The metabotropic glutamate receptor type 1 (mGluR1) is a novel target protein for the development of new drugs against central nervous system disorders. Recently, we have developed (11)C-labeled PET probes (11)C-ITMM and (11)C-ITDM, which demonstrate similar profiles, for imaging of mGluR1. In the present study, we compared (11)C-ITMM and (11)C-ITDM PET imaging and quantitative analysis in the monkey brain. Respective PET images showed similar distribution of uptake in the cerebellum, thalamus, and cingulate cortex. Slightly higher uptake was detected with (11)C-ITDM than with (11)C-ITMM. For the kinetic analysis using the two-tissue compartment model (2-TCM), the distribution volume (VT) in the cerebellum, an mGluR1-rich region in the brain, was 2.5 mL∙cm(-3) for (11)C-ITMM and 3.6 mL∙cm(-3) for (11)C-ITDM. By contrast, the VT in the pons, a region with negligible mGluR1 expression, was similarly low for both radiopharmaceuticals. Based on these results, we performed noninvasive PET quantitative analysis with general reference tissue models using the time-activity curve of the pons as a reference region. We confirmed the relationship and differences between the reference tissue models and 2-TCM using correlational scatter plots and Bland-Altman plots analyses. Although the scattergrams of both radiopharmaceuticals showed over- or underestimations of reference tissue model-based the binding potentials against 2-TCM, there were no significant differences between the two kinetic analysis models. In conclusion, we first demonstrated the potentials of (11)C-ITMM and (11)C-ITDM for noninvasive PET quantitative analysis using reference tissue models. In addition, our findings suggest that (11)C-ITDM may be superior to (11)C-ITMM as a PET probe for imaging of mGluR1, because regional VT values in PET with (11)C-ITDM were higher than those of (11)C-ITMM. Clinical studies of (11)C-ITDM in humans will be necessary in the future.

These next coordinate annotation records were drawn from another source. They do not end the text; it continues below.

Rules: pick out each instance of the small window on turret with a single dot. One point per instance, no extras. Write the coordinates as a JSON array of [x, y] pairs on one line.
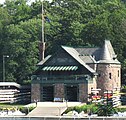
[[110, 75]]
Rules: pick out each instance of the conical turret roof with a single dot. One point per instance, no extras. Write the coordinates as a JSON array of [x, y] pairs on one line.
[[107, 54]]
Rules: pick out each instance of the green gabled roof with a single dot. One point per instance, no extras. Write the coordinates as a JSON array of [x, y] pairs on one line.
[[60, 68]]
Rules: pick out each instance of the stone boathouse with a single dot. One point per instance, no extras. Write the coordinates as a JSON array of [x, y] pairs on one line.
[[72, 72]]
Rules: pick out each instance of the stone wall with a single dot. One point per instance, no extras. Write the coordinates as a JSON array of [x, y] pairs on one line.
[[109, 76], [59, 91], [35, 92]]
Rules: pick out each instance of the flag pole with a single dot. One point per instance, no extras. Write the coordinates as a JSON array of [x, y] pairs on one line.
[[42, 43]]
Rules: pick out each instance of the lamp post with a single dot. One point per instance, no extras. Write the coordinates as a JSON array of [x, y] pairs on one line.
[[4, 56]]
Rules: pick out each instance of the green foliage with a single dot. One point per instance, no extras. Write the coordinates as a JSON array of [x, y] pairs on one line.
[[72, 22]]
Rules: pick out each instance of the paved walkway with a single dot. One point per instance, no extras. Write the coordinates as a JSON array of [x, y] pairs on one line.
[[50, 108]]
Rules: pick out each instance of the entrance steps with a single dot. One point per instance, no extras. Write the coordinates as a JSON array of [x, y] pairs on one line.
[[51, 108]]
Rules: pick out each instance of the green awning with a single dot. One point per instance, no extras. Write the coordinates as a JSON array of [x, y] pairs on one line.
[[60, 68]]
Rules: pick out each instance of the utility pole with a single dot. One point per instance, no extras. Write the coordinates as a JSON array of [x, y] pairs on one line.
[[4, 56]]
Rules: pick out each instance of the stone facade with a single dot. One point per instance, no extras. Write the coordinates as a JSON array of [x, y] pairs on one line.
[[109, 76], [83, 68], [59, 91], [35, 92]]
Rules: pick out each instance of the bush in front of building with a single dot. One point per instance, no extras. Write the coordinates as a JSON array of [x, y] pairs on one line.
[[26, 110]]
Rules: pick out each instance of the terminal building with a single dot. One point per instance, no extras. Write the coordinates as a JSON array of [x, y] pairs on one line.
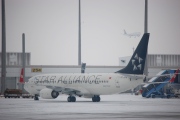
[[156, 63]]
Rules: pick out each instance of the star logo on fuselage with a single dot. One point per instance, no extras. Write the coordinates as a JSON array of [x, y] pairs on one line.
[[137, 62]]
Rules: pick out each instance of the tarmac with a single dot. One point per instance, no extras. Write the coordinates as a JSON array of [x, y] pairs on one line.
[[111, 107]]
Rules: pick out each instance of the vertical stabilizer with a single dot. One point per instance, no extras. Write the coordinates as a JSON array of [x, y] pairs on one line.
[[137, 61]]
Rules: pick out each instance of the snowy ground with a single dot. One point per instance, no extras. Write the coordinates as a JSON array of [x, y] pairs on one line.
[[122, 106]]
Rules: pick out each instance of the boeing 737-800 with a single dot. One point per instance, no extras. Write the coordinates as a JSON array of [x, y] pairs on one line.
[[91, 85]]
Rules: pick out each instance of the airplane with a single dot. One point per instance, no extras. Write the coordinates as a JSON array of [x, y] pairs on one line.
[[135, 34], [91, 85]]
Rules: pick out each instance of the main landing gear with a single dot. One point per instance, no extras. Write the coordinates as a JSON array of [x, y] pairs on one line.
[[96, 98], [71, 99], [36, 97]]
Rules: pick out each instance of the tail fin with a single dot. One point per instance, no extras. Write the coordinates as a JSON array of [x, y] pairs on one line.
[[21, 79], [174, 76], [137, 61], [125, 32]]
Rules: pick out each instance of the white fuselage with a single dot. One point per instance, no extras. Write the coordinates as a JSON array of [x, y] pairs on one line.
[[83, 84]]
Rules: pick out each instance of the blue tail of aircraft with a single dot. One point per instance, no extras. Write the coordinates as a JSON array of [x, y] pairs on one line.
[[137, 61]]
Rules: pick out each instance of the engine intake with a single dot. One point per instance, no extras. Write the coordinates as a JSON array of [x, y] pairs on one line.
[[48, 93]]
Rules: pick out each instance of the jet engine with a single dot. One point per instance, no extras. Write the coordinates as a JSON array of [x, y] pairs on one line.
[[48, 93]]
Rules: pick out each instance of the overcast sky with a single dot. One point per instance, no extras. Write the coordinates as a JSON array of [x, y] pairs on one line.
[[51, 28]]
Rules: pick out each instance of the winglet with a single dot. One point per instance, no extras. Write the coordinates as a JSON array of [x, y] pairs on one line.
[[174, 76]]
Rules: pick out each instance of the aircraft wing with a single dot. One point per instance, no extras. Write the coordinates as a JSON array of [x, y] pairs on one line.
[[170, 81], [131, 76]]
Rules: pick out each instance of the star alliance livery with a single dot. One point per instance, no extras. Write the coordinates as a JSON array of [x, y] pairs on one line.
[[91, 85]]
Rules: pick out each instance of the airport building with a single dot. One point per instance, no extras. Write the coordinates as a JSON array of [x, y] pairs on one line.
[[156, 63]]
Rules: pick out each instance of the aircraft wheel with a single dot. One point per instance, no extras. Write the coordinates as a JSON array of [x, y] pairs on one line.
[[71, 99], [96, 99]]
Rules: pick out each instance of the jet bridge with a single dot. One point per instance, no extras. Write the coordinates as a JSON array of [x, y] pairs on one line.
[[149, 89]]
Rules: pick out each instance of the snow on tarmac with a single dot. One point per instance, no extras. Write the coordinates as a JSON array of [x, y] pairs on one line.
[[119, 106]]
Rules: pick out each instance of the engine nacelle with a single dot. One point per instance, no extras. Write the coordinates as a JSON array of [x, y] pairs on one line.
[[48, 93]]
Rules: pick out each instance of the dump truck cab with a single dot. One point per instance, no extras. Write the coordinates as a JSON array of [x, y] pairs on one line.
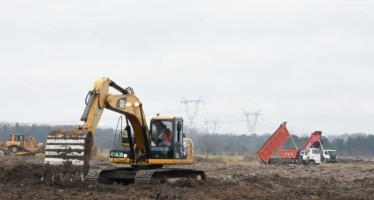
[[15, 140], [329, 155], [310, 156]]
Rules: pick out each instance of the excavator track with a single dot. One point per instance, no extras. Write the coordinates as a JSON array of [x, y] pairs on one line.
[[68, 152]]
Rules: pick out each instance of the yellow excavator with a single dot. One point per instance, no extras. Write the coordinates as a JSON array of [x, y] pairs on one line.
[[19, 144], [68, 152]]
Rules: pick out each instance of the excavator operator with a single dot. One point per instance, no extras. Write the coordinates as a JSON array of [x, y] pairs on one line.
[[166, 137]]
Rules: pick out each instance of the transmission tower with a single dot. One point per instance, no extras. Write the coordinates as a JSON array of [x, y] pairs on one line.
[[211, 125], [191, 108], [251, 127]]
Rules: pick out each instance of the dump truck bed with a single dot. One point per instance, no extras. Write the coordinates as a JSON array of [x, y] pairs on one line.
[[273, 144]]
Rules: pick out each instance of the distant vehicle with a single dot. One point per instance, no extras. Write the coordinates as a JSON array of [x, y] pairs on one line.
[[18, 144], [312, 152], [329, 155]]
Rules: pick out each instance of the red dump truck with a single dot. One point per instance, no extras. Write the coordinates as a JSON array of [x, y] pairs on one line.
[[309, 154]]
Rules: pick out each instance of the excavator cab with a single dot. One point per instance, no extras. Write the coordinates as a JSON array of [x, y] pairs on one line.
[[16, 140], [166, 138]]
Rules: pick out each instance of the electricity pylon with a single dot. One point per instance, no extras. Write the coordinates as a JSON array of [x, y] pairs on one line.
[[191, 108], [251, 127]]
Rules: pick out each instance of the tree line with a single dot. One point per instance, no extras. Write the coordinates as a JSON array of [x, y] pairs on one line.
[[210, 144]]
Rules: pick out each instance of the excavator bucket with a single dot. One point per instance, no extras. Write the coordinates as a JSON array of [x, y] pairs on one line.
[[68, 152]]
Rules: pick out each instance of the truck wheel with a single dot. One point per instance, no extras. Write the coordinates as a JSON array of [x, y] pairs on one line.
[[311, 163]]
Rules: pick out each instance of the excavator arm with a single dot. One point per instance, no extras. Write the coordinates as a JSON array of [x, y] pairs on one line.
[[69, 151]]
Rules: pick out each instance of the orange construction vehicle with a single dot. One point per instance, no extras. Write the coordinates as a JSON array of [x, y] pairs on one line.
[[310, 154], [18, 144]]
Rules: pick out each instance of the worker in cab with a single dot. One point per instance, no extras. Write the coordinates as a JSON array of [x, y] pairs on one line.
[[165, 137]]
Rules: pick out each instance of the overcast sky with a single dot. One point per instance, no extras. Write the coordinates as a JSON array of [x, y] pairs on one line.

代谢型谷氨酸受体1(mGluR1)是开发治疗中枢神经系统疾病新药的新型靶蛋白。最近,我们开发了具有相似特性的(11)C标记的PET探针(11)C - ITMM和(11)C - ITDM,用于mGluR1成像。在本研究中,我们比较了(11)C - ITMM和(11)C - ITDM在猴脑中的PET成像和定量分析。各自的PET图像显示在小脑、丘脑和扣带回皮质中摄取分布相似。检测到(11)C - ITDM的摄取略高于(11)C - ITMM。对于使用双组织室模型(2 - TCM)的动力学分析,小脑(脑中富含mGluR1的区域)中(11)C - ITMM的分布容积(VT)为2.5 mL∙cm(-3),(11)C - ITDM为3.6 mL∙cm(-3)。相比之下,对于两种放射性药物,脑桥(mGluR1表达可忽略不计的区域)中的VT同样较低。基于这些结果,我们使用脑桥的时间 - 活性曲线作为参考区域,通过通用参考组织模型进行了非侵入性PET定量分析。我们使用相关散点图和Bland - Altman图分析确认了参考组织模型与2 - TCM之间的关系和差异。尽管两种放射性药物的散点图均显示基于参考组织模型的结合潜能相对于2 - TCM存在高估或低估,但两种动力学分析模型之间无显著差异。总之,我们首次证明了(11)C - ITMM和(11)C - ITDM使用参考组织模型进行非侵入性PET定量分析的潜力。此外,我们的研究结果表明,作为mGluR1成像的PET探针,(11)C - ITDM可能优于(11)C - ITMM,因为(11)C - ITDM的PET区域VT值高于(11)C - ITMM。未来有必要对(11)C - ITDM进行人体临床研究。